Los ingenieros luchaban por unir Europa y América mediante un cable submarino, y tras varios fracasos se acordaron del Great Eastern. Solo este barco gigantesco podría almacenar los tres mil cuatrocientos kilómetros de cable que pesaban cuatro mil quinientas toneladas. Gracias a su indiferencia ante el oleaje, podría triunfar donde otros barcos habían fracasado. Se hicieron diversas obras para alojar el cable, que debía ser transportado bajo una capa de agua, para que no sufriera en ningún momento el contacto del aire.

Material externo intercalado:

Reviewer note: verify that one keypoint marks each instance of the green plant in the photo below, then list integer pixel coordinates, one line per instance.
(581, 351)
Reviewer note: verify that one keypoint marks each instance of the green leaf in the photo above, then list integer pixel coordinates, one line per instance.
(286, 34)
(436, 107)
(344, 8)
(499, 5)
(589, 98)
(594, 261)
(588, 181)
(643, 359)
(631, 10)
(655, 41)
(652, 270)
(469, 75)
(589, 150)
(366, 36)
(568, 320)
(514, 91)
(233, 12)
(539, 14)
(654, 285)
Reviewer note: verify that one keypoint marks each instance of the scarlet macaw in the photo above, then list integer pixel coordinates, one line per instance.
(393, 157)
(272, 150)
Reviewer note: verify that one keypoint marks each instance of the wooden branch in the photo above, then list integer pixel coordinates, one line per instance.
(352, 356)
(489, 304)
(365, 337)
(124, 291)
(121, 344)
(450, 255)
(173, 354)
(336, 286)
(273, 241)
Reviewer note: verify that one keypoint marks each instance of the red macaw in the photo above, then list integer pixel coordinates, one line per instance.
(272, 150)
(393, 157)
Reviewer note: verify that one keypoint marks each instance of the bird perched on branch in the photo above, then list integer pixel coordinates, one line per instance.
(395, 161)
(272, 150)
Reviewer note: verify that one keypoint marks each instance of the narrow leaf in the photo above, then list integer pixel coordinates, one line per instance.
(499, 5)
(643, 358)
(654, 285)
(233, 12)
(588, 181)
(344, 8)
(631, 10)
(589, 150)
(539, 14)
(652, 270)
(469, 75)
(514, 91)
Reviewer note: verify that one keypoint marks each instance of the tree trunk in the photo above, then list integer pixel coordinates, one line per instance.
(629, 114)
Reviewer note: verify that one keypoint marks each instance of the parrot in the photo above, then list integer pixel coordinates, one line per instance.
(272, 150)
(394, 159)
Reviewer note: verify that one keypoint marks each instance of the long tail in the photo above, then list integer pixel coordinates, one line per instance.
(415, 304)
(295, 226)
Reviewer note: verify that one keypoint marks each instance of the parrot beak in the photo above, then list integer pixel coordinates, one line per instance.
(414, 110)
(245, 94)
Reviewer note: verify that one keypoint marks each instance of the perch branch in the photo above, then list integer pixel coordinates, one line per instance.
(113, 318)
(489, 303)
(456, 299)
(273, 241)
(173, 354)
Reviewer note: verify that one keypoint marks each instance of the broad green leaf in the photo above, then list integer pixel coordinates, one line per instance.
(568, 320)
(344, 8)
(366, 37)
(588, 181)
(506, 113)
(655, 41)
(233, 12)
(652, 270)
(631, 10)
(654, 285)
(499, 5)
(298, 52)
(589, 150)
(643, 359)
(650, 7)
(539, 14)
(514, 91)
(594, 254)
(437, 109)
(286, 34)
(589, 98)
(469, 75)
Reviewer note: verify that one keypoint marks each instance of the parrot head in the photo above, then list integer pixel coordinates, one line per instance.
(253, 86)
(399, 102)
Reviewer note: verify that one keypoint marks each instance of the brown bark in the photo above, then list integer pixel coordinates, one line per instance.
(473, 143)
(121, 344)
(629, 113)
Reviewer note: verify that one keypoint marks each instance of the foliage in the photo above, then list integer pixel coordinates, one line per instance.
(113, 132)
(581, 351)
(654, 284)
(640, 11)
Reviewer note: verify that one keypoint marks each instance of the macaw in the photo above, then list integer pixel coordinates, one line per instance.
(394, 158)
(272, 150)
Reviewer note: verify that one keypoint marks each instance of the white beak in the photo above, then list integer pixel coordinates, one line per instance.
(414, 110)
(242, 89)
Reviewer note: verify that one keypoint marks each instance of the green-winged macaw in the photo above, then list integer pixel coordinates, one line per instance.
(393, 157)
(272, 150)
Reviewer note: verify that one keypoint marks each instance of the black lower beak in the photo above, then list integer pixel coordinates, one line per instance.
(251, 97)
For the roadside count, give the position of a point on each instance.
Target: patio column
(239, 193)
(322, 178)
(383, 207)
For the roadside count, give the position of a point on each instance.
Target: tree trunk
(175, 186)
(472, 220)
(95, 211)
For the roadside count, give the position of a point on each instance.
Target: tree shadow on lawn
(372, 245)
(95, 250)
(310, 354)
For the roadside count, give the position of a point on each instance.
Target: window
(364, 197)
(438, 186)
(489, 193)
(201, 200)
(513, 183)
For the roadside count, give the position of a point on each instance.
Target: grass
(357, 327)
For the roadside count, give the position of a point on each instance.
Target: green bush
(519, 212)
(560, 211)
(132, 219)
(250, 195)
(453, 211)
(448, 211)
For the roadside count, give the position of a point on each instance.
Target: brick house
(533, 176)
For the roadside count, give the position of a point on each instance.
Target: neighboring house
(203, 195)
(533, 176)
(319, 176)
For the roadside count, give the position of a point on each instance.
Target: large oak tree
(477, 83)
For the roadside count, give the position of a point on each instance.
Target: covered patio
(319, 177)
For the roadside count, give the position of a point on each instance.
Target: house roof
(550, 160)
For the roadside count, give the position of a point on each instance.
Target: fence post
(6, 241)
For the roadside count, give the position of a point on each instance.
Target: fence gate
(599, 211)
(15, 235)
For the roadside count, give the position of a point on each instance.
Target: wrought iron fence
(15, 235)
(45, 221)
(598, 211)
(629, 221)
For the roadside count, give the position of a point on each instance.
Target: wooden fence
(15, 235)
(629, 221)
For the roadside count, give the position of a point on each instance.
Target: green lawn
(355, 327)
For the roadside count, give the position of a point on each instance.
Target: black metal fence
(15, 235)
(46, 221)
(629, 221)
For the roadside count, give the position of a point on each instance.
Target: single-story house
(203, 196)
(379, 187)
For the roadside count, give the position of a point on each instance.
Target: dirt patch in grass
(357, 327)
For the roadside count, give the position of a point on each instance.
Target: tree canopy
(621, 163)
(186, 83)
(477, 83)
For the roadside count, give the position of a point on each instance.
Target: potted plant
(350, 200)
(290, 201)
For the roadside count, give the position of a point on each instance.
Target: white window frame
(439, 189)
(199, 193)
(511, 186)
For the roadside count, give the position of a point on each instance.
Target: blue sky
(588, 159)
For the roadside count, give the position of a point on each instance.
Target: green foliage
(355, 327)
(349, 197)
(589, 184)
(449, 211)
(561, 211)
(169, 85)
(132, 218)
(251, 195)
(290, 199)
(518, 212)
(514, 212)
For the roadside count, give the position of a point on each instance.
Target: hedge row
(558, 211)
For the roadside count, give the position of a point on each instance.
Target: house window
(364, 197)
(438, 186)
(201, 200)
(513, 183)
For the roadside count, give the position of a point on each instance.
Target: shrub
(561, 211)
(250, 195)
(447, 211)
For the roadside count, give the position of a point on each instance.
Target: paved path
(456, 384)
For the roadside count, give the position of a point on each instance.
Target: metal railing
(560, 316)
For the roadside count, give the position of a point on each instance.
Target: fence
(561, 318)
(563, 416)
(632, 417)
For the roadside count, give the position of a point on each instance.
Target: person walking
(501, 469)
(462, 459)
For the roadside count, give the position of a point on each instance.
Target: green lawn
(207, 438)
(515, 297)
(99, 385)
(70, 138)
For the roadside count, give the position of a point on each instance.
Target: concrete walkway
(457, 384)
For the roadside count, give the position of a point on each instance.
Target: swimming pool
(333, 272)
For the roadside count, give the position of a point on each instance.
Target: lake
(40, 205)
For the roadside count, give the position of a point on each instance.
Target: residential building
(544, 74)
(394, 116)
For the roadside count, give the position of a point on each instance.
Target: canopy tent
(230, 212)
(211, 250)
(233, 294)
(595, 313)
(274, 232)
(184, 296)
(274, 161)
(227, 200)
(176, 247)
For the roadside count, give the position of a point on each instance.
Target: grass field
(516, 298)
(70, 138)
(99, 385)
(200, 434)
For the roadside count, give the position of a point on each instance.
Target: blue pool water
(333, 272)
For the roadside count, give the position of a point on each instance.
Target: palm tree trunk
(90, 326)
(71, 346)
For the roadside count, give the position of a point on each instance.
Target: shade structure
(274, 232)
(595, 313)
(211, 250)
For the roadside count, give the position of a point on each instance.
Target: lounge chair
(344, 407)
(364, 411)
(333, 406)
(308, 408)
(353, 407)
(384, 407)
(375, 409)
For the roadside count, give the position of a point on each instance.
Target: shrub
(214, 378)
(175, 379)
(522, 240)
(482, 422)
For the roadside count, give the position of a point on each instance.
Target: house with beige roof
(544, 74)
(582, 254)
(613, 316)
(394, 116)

La operación de tender el cable submarino culminó con un éxito resonante. Pero después el Great Eastern volvió a caer en el abandono más completo. La Exposición Universal de 1867 [de París] lo rescató. Una compañía francesa —Los Fletadores del Great Eastern se fundó con un capital de dos millones de francos con la intención de utilizar aquel inmenso barco para el traslado de los visitantes de la Exposición. De inmediato comenzaron las obras. Fue necesario desmontar todo lo que se había montado para tender el cable. Se construyeron nuevos camarotes, se agrandaron los comedores, todo cambió rápidamente y con grandes gastos. El Board of Trade exigió que el barco fuera sacado del agua, para poder examinar minuciosamente su casco. La presencia de una pequeña grieta justificó toda la operación (…) Finalmente, el gigante fue fletado al precio de veinticinco mil francos mensuales.

Muy apropiadamente, Julio Verne falleció en 1905, el mismo año en el que un joven y desconocido físico empleado de la Oficina de Patentes de Berna de nombre Albert Einstein publicaba una serie de artículos que abrirían un mundo científico que ni siquiera él, el gran imaginador, soñó. Pero esa, claro, es otra historia.